Canadian Coast Guard spokesperson Mike Voigt defended the Coast Guard saying there are no regulations for towing in the ice and the Coast Guard has little experience in towing vessels through the ice.

"This is incredible," said Captain Paul Watson, himself a former member of the Canadian Coast Guard. "The government of Canada allows hundreds of small non-ice class vessels to navigate in the most hostile waters on earth in heavy ice and they then say they have no contingency plans to deal with rescuing these same vessels. Perhaps if they spent less time making plans to prevent the documentation of the seal slaughter and more time being concerned about protecting human lives, these men would not have died."

 

The following are eye-witness accounts from crewmembers onboard the Farley Mowat. The very witnessing of these events is considered illegal by the Canadian government.

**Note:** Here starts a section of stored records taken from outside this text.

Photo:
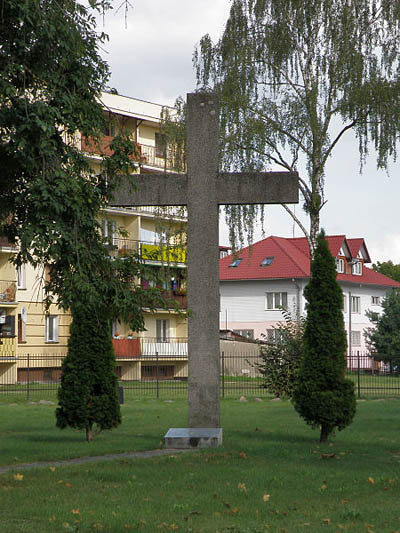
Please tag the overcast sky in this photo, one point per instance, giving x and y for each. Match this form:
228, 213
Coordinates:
151, 59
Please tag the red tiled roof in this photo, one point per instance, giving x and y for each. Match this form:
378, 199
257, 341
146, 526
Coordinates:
291, 259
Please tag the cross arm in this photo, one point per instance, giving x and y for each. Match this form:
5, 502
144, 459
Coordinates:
151, 189
258, 188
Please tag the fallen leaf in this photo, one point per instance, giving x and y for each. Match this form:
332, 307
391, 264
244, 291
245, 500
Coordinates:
328, 455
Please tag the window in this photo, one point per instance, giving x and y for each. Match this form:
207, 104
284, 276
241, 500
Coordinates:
356, 268
235, 263
273, 335
51, 328
21, 329
109, 231
162, 330
248, 333
21, 277
160, 145
355, 338
275, 300
340, 266
355, 304
267, 261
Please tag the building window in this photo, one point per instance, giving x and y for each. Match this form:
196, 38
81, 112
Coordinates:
355, 304
355, 338
235, 263
340, 266
162, 330
51, 328
248, 333
356, 268
267, 261
275, 300
21, 277
21, 329
273, 335
160, 145
109, 231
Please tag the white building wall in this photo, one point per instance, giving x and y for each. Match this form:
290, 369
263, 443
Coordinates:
243, 306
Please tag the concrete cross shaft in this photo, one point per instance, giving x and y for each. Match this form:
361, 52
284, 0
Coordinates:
202, 190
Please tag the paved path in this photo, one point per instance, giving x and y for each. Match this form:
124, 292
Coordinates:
92, 459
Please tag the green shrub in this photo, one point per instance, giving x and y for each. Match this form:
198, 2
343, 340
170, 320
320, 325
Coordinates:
323, 397
281, 356
88, 394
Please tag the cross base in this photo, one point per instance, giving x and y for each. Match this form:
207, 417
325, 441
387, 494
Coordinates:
192, 438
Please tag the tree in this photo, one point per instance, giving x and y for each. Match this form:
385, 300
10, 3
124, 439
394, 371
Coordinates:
281, 356
51, 75
88, 394
388, 268
383, 339
294, 77
323, 397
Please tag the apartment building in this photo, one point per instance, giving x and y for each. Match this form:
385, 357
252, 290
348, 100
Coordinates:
25, 328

We encountered the sealing vessel the Cathy Erlene, registered to Sydney NS. Upon approach we saw two small aluminum boats carrying two men each darting from ice floe to ice floe searching for baby seals.  It seemed they had a system.  The barbarians on the Cathy Erlene were cruising through the ice searching for the few seal pups there were.  They carried on their disgusting massacre carelessly firing upon the unsuspecting babies, their only goal to find and maim the infants.  We witnessed two helpless victims, meters from the ship writhing in agony, hot blood spilling onto the ice and heard their cries as they continued to suffer for a good long time awaiting the small boats to arrive and fulfill their doom. Stepping onto the ice the babies, still alive turn their heads to the approaching man with a club. There is nothing humane about this massacre. What I saw today I will never forget, their cries will fill my thoughts and torture my soul.  I can say I am truly embarrassed to be of the same race as these cowards and ashamed to be a Canadian today.
-Shannon Mann, Canada

Nothing prepared me for this, no video or previous encounter with the sealers on the ice.  I watched in horror and disgust as two murderers clammered from their small boat, club in hand, and smashed in the skull of a baby harp seal.  For an hour or so my memories are fuzzy with blood, abuse and worst of all the cries of seals as they are brutally killed.  We will do whatever we can to expose this unnecessary, disgusting slaughter of life. Canada can not continue to censor its dirty secret any longer.
- Laura Dakin UK

First sight of human life on the ice I see two men lifting a seal impaled through the neck onto a sealing boat... the seal was still moving.  There was lots of ice covered with blood everywhere.  There was a larger boat that the smaller boats were dropping off the seals to be skinned, one of the crew of the boat got up to wave smuggly at us.  They were skinning them and throwing the seal carcasses back overboard.  They call it a seal hunt but I don't think walking up to a stationary seal and smashing its head in is hunting, it is an act of pure cruelty.  No wonder they don't want the rest of the world to see what is happening.
-Daniel Bishop, England

It is untrue to say that killing these seals is being done humanely.  Today we have seen sealers shooting the baby seals to wound them so they can't flee, beating them with wooden clubs then killing them by cutting the
arteries under their flippers.  The seals die slowly and in pain.  It is ahorrible thing to see.
- Dr Merryn Redenbach, Australia

When I woke this morning I looked through the port hole and saw red patches of blood on the ice and I knew the seal hunt had begun.  On the deck I immediately saw a small boat and two men who stopped on a little piece of ice in order to slaughter an innocent baby harp seal.  Actually there were two small boats and one sealing ship.  The hunters carried a hakapik andbashed the seal's head.  Some of the seals were still alive when they were delivered back to the sealing ship where they were finally skinned.
- Anne Fourier, France

 

The Farley Mowat will continue to document the atrocities of the sealers and the incompetence of the Canadian Coast Guard.